Heat a large soup pot over medium heat. Add a tablespoon of oil and swirl to coat the bottom.
Add the ground turkey to the pot, using a wooden spoon to break it up into small crumbles. Cook the turkey until cooked through and browned, about 5 minutes.
1 lb Italian style ground turkey
Remove the turkey from the pot and set aside on a plate.
Heat the remaining tablespoon of oil in the pot over medium heat. Add onion, carrots, and celery. Sprinkle generously with salt. Sauté, stirring often, for 3 - 5 minutes.
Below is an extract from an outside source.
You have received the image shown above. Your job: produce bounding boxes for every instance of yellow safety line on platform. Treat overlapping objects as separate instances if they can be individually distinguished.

2 TBS olive oil, 1 cup diced onion, 1 cup carrots, peeled and cut into ¼" thick pieces, 1 cup celery, cut into ¼" thick pieces
Add the potatoes, vegetable broth, and cooked turkey. Sprinkle in another generous dash of salt and stir to combine everything.
6 cups vegetable broth, 2 cups potatoes, peeled and cut into ½" cubes
Bring the soup to a boil, then lower the heat to a low simmer. Partially cover the pot with a lid. Let it simmer for 10 minutes or until the potatoes are just cooked through.
Stir in the prepared kale. Let the soup continue to simmer for 2 - 3 minutes.
2 handfuls kale, cut into bite sized pieces
Add in the vinegar and stir to distribute it.
Taste the soup and add more salt if necessary. Enjoy!